First using Periscope, I wasn’t sure what to expect. I looked out of the window as someone drove through San Francisco. I waited for the Tokyo subway. I saw lots of pets, usually asleep, their owners cooing behind the scenes. The experience was intriguing, but also underwhelming.
The problem is that we’re still figuring out when to use these apps and how to do it right. During one of my streams, for example, I was briefly chastised by a viewer for holding my phone sideways rather than upright.
While this trend is in its infancy, the moment is ripe for experimentation – whether that means Swedish cooking shows, walking tours of New York City or watching astronaut Chris Hadfield describe his space suit. (All things that people have already tried.)
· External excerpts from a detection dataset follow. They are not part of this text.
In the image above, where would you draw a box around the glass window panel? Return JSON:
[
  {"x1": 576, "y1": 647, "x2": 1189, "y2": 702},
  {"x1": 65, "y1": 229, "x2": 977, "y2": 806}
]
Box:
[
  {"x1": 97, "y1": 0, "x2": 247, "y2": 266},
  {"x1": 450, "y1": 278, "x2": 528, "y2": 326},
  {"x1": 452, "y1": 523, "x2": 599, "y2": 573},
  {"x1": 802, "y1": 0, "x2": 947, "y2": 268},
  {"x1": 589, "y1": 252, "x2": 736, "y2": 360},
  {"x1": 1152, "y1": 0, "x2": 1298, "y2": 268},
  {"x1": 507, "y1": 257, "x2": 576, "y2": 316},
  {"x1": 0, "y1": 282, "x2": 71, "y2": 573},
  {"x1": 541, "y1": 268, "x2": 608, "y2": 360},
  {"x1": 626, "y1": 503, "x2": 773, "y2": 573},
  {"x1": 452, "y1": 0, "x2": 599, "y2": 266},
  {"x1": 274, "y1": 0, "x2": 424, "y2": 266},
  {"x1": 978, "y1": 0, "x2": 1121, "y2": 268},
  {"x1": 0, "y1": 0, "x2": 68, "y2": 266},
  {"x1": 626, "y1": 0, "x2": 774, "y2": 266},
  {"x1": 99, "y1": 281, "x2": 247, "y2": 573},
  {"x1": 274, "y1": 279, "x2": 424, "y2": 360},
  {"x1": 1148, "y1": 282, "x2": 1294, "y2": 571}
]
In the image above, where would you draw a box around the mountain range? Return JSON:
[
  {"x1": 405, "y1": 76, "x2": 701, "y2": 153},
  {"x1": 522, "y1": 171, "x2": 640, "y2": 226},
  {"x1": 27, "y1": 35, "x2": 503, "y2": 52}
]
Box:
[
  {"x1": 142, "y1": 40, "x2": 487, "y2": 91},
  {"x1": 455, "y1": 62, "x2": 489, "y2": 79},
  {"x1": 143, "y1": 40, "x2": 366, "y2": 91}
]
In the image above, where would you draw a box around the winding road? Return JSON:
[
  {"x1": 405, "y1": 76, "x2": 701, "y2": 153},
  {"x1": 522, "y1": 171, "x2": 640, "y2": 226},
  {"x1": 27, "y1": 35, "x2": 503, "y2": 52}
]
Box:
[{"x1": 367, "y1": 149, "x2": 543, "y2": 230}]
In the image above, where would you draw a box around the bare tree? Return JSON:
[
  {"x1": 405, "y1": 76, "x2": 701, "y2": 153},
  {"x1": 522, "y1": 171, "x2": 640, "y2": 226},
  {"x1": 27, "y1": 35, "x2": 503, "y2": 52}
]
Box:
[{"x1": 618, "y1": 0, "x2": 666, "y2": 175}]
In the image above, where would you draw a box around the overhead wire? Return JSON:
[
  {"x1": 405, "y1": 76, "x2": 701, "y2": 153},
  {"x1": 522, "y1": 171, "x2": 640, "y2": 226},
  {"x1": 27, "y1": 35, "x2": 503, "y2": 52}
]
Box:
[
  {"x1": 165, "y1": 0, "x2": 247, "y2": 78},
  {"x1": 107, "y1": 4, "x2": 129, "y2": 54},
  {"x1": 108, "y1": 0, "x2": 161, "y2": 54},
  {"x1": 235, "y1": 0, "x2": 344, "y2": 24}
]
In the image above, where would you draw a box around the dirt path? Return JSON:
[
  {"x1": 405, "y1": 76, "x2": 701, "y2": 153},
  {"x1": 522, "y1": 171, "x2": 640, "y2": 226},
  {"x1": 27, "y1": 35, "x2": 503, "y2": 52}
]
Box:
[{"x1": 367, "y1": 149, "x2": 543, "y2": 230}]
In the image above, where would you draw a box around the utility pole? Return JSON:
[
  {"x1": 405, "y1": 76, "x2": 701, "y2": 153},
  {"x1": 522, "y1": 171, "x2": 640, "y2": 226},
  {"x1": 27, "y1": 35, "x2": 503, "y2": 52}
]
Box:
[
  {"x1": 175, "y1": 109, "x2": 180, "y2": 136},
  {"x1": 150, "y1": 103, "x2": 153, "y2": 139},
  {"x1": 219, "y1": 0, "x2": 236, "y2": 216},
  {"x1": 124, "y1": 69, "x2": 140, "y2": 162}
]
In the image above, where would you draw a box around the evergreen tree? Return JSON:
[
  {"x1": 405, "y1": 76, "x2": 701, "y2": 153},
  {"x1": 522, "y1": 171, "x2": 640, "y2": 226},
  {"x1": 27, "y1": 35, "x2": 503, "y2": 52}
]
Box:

Users are still trying to see what works, says Jeetendr Sehdev at the University of Southern California in Los Angeles. “No one really knows what sort of live-streams are going to catch on.”
Down the line, Sehdev thinks that success on the apps will be about the bond that viewers feel with the live-streamer. On other video services like Vine, Youtube and Snapchat, ordinary people have accrued millions of followers and expensive ad deals by sharing their lives online. A year from now, we might well be writing about the first breakout crop of Periscope stars.
Periscope has already proved itself useful for journalists, too. Last week, a gas explosion knocked down several apartment buildings in New York City, and a streamer was there to put viewers on the scene. The apps make it easier to get breaking news out on social media fast, and harder for troublemakers to spread false information, says Jeff Howe, a journalism professor at Northeastern University in Boston, Massachusetts.
“The crowd is great at being at the right place at the right time and happening to have a smartphone,” he says.